I do see such pattern at intermittent intervals in vmstat, indicating I/O is also random. As you also have extremely high I/O wait, FIRST thing you should do is check disk speeds at OS level and then controllers.
What is your "number of users" setting and how many users are actually active at peak time on the IQ server?
Below script of vmstat will also "add" timestamp, which will help in confirming with .iqmsg in terms of timing.
cat vmstat.scr
DIR_NAME=SET_THIS_AS_PER_YOUR_ENVIRONMENT_TO_COLLECT_DATA
MON=`date +%m`
DAY=`date +%d`
Hour=`date +%H`
MIN=`date +%M`
SEC=`date +%S`
PLATFORM=`uname -s`
export PLATFORM SEC MIN Hour DAY MON DIR_NAME
LOGFILE=$DIR_NAME/vmstat$MON$DAY$Hour$MIN$SEC.log
exposrt LOGFILE
vmstat 2 2 > $DIR_NAME/@@vmstat.log
if [ $PLATFORM != "AIX" ]
then
echo `date +%m:%d:%H:%M:%S` `cat $DIR_NAME/@@vmstat.log |sed 3d | sed 2,3d` >> $LOGFILE
else
echo `date +%m:%d:%H:%M:%S` `cat $DIR_NAME/@@vmstat.log |sed 7d | sed 6,7d` >> $LOGFILE
fi
if [ $PLATFORM != "AIX" ]
then
echo `date +%m:%d:%H:%M:%S` `cat $DIR_NAME/@@vmstat.log |sed 3d | sed 1d | sed 2d` >> $LOGFILE
else
echo `date +%m:%d:%H:%M:%S` `cat $DIR_NAME/@@vmstat.log |sed 7d | sed 1,5d | sed 2d` >> $LOGFILE
fi
while true
do
vmstat 2 2 > $DIR_NAME/@@vmstat.log
VMSTAT_PID=$!
if [ $PLATFORM != "AIX" ]
then
echo `date +%m:%d:%H:%M:%S` `cat $DIR_NAME/@@vmstat.log |sed 1,3d` >> $LOGFILE
else
echo `date +%m:%d:%H:%M:%S` `cat $DIR_NAME/@@vmstat.log |sed 1,7d` >> $LOGFILE
fi
sleep 2
done
Shashi,
-gm is at 100 , usually at peak hours is 100% user connections.

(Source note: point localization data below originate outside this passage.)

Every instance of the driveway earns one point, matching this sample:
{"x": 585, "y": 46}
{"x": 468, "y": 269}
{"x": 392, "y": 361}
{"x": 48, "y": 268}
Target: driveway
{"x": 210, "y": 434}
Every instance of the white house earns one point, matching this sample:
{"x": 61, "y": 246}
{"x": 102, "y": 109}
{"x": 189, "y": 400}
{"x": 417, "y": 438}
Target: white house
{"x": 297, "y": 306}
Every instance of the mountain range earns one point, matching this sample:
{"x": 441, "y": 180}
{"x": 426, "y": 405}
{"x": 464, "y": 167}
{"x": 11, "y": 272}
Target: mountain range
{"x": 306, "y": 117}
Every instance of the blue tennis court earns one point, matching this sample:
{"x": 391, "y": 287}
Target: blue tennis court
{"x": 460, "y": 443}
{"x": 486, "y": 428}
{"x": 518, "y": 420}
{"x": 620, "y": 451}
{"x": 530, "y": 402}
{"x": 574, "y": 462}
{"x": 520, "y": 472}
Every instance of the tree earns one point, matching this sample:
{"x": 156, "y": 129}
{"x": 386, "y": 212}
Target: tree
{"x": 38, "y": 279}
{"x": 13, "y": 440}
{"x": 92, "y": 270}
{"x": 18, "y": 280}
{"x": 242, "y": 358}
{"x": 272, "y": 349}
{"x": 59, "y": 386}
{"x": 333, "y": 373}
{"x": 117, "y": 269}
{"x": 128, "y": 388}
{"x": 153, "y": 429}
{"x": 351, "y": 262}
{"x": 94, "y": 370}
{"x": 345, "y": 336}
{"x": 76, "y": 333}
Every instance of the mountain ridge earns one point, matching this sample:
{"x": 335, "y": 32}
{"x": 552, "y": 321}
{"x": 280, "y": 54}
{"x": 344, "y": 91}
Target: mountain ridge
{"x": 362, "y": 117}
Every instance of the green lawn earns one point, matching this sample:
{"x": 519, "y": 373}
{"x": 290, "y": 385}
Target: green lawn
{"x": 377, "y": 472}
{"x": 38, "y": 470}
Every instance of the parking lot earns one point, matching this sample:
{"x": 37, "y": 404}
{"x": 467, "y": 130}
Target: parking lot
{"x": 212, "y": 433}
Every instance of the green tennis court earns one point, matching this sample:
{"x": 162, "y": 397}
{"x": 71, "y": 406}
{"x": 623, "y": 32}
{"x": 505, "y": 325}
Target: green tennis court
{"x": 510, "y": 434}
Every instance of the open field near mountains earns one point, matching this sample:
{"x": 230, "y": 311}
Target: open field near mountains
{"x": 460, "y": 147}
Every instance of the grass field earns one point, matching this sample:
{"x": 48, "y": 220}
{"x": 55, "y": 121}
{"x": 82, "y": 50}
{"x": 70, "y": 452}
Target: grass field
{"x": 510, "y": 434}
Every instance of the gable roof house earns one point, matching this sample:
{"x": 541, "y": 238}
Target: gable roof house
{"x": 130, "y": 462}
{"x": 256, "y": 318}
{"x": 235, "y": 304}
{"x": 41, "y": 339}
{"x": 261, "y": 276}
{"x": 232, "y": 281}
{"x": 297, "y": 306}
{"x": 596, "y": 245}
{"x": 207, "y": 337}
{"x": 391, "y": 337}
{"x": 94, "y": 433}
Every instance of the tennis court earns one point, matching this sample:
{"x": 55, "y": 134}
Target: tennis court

Anyway, this weekend we’re moving to a new storage ( HP 3Par). We ran a full DB backup in this new SAN and took ~10hours for 6.5TB vs 30hr on the old EMC Symmetrix
Also as you pointed , there is a Linux process running periodically called “SPAZIO MFT/S Managed and Secure File Transfer” which we assume could be causings some I/O problems and cpu contention. Do you know something about this process?
Thank you very much for the vmstat script!
Regards
Jose-Miguel
First you will need to resolve disk contention issue, adding HG index will not eliminate disk contention issue.